EU confirms change in biofuel targets

EU confirms change in biofuel targets

BRUSSELS - Agence France-Presse
EU confirms change in biofuel targets

A picture made available on 19 July 2012 shows Aviation Boatswain's Mate (Fuels) 3rd Class Joshua Palomares checks the specific gravity of biofuel with a thermo hydrometer in the quality surveillance fuel shop aboard the aircraft carrier USS Nimitz (CVN 68) during a replenishment at sea. EPA photo

The European Commission rejected Monday charges that EU biofuel policy was contributing to soaring food prices but confirmed that it will trim its targets for their use.

Biofuels were once seen as a potential source of cheap alternative energy but critics say they are often based on food crops or use land that could and should be used for food production, helping drive prices higher.

"It is wrong to believe that we are pushing food-based biofuels," Gunther Oettinger and Connie Hedegaard, Commissioners for Energy and Climate Change, said in a statement.

"In our upcoming proposal ... we do exactly the contrary: We limit them to the current consumption level, that is 5.0 percent up to 2020," they said.

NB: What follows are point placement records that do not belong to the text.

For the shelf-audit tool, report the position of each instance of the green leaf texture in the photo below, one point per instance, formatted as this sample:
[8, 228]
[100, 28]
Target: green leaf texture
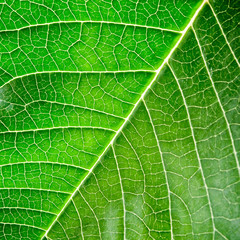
[119, 119]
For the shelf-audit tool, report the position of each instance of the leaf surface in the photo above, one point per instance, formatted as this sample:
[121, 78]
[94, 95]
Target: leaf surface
[119, 120]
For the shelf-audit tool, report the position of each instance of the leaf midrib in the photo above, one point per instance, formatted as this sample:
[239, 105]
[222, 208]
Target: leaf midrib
[189, 25]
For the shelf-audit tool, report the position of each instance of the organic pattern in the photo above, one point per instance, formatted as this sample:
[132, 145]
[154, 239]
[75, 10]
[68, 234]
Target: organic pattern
[119, 119]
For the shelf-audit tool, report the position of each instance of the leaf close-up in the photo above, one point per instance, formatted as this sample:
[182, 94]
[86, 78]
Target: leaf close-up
[119, 119]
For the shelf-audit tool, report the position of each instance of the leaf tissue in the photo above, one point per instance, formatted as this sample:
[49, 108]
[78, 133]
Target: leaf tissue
[119, 119]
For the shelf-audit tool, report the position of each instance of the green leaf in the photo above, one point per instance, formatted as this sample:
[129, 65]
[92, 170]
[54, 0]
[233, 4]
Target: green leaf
[119, 120]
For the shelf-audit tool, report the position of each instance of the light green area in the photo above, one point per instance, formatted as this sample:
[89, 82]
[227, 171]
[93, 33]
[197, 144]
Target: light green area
[95, 145]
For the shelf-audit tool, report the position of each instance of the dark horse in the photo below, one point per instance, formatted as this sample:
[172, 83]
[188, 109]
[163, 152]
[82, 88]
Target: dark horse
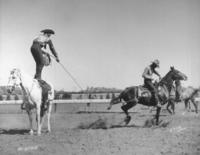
[138, 94]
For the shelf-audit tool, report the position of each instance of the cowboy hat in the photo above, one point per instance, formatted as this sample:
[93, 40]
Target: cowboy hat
[156, 61]
[48, 31]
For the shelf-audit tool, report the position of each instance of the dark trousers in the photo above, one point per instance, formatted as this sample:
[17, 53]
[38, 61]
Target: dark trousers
[37, 54]
[38, 57]
[148, 83]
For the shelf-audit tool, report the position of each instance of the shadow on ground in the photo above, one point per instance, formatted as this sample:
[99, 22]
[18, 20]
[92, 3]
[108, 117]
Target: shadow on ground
[14, 131]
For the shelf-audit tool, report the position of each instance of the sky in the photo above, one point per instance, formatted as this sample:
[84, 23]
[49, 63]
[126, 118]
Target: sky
[102, 43]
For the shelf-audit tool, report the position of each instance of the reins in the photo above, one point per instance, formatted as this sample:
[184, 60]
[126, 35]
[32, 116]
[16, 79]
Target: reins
[68, 73]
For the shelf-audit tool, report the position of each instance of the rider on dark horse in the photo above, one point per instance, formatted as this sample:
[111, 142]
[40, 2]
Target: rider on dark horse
[148, 78]
[37, 50]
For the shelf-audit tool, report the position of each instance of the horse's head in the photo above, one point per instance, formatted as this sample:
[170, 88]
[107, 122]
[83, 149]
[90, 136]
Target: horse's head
[177, 75]
[14, 80]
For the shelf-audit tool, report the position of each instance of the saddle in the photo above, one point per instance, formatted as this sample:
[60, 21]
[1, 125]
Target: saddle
[144, 92]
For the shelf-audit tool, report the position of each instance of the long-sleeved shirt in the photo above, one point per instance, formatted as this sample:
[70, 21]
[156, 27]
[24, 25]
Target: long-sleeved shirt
[45, 40]
[148, 73]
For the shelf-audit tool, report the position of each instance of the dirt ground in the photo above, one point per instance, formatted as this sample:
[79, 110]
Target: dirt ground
[103, 134]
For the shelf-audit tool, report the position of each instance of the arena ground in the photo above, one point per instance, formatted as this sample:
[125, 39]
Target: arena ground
[103, 134]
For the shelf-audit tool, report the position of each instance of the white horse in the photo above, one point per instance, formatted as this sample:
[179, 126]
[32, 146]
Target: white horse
[32, 97]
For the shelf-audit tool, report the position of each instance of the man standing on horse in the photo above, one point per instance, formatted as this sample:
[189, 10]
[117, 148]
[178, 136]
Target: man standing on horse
[42, 59]
[37, 51]
[148, 78]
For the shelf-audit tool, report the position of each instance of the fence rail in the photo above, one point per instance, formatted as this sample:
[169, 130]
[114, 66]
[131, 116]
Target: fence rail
[74, 101]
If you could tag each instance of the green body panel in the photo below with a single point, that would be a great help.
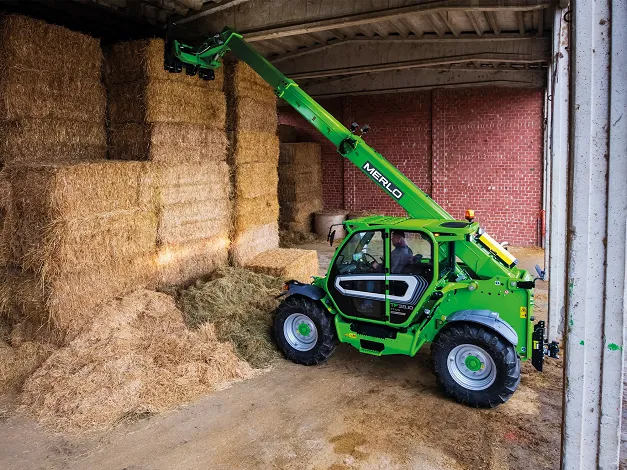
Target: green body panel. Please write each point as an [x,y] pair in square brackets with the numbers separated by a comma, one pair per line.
[482,280]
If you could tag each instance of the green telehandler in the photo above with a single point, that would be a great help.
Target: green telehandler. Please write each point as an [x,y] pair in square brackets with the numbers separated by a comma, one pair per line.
[398,283]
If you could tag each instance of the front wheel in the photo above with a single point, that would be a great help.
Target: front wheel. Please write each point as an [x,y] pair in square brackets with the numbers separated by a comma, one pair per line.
[475,365]
[304,331]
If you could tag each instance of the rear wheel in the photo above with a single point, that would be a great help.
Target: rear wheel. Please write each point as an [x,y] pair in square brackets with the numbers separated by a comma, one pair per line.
[304,331]
[475,365]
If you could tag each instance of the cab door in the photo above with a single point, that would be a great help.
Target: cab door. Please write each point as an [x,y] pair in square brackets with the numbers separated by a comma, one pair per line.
[357,279]
[411,271]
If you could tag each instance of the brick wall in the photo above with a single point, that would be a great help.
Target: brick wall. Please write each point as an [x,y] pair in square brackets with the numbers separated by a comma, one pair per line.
[478,148]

For post 2020, "our clear preference are biofuels produced from non-food feedstocks, like waste or agricultural residues such as straw. "These new type of biofuels are not in competition with food, nor do they require additional land. We are pushing biofuels that help us cut substantial CO2 emissions, do not compete with food and are sustainable and green at the same time." In 2009, the EU fixed a target for renewables to account for 20 percent of all the bloc's energy consumption and 10 percent in the transport sector, with biofuels to play a growing role.
 
The aim was to reduce greenhouse gas emissions, seen as responsible for global warming.
 
A draft proposal earlier this month noted that some biofuel production was failing to deliver hoped-for reductions in greenhouse gases because changing land use to grow crops for energy had its own adverse impact on emissions.
 
Accordingly, it suggested that by 2020 biofuels should account for 5.0 percent of transport sector energy use, up only from the current 4.5 percent.
 
The balance of the 2020 transport target would be met by other renewables, with the draft saying the EU should "encourage a greater market penetration of advanced (low-Indirect Land Use Change) biofuels." Monday's EU statement said the balance of the 10 percent target would be accounted for by "biofuels produced from waste and residues." The Oxfam charity attacked Monday's EU statement as failing to address the core problems in the bloc's biofuel policy.
 
"At a time of high and volatile food prices it is disappointing that EU ministers have not publicly questioned Europe's biofuels policy, which is undermining poor communities' right to food and land," said Natalia Alonso the head of Oxfam's EU office.
 
"We cannot continue to burn food in our petrol tanks while poor families go hungry. Biofuels mandates must be dropped now and taken off the table for the future."